Deployment Flexibility: Switching Between Cloud and Local Solutions

The project supports two deployment solutions:

  • Cloud Solution: Uses OpenAI's text-embedding-3-small model, no local GPU required, suitable for quick verification and production deployment.
  • Local Solution: Uses Hugging Face open-source embedding models, combined with local LLMs like Ollama, to achieve fully offline private knowledge base Q&A, meeting data privacy requirements.
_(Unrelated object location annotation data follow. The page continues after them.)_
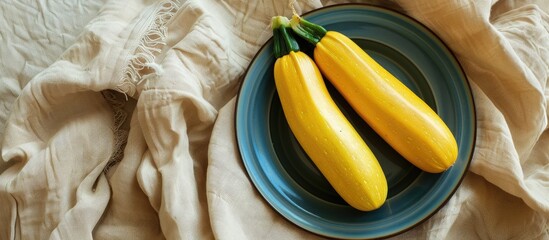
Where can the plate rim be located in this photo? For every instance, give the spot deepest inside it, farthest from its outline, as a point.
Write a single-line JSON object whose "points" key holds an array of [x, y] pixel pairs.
{"points": [[459, 69]]}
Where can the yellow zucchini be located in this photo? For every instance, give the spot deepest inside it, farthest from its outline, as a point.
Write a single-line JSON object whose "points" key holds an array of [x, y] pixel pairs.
{"points": [[396, 113], [322, 130]]}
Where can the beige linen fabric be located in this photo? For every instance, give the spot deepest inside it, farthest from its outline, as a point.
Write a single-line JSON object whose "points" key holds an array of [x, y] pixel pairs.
{"points": [[118, 119]]}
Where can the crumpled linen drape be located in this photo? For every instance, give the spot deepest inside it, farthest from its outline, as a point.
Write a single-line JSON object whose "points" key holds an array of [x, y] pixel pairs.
{"points": [[117, 119]]}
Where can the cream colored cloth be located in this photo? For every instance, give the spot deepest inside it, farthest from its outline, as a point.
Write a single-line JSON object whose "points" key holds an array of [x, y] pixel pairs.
{"points": [[118, 119]]}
After switching models, you need to re-execute the ingest command to rebuild the vector database.
7

Section 07

Performance Optimization and Applicable Scenarios

Performance Optimization Suggestions:

  • Adjust RETRIEVAL_K to control the number of retrieved documents, balancing quality and latency;
  • Limit DOC_PREVIEW_CHARS to reduce context length;
  • Add --delay-seconds during arXiv collection to avoid rate limits. Applicable Scenarios: Academic research, technical document Q&A, report analysis, learning assistance.
8

Section 08

Summary: The Value of a Practical RAG Reference Implementation

The langchain-pdf-rag project demonstrates how to build RAG applications using modern AI toolchains. Its clear code structure, flexible configuration options, and complete example workflow provide an excellent reference for developers. Whether you want to quickly build a document Q&A system or learn best practices for LangChain and LangGraph, this project is worth studying and referencing.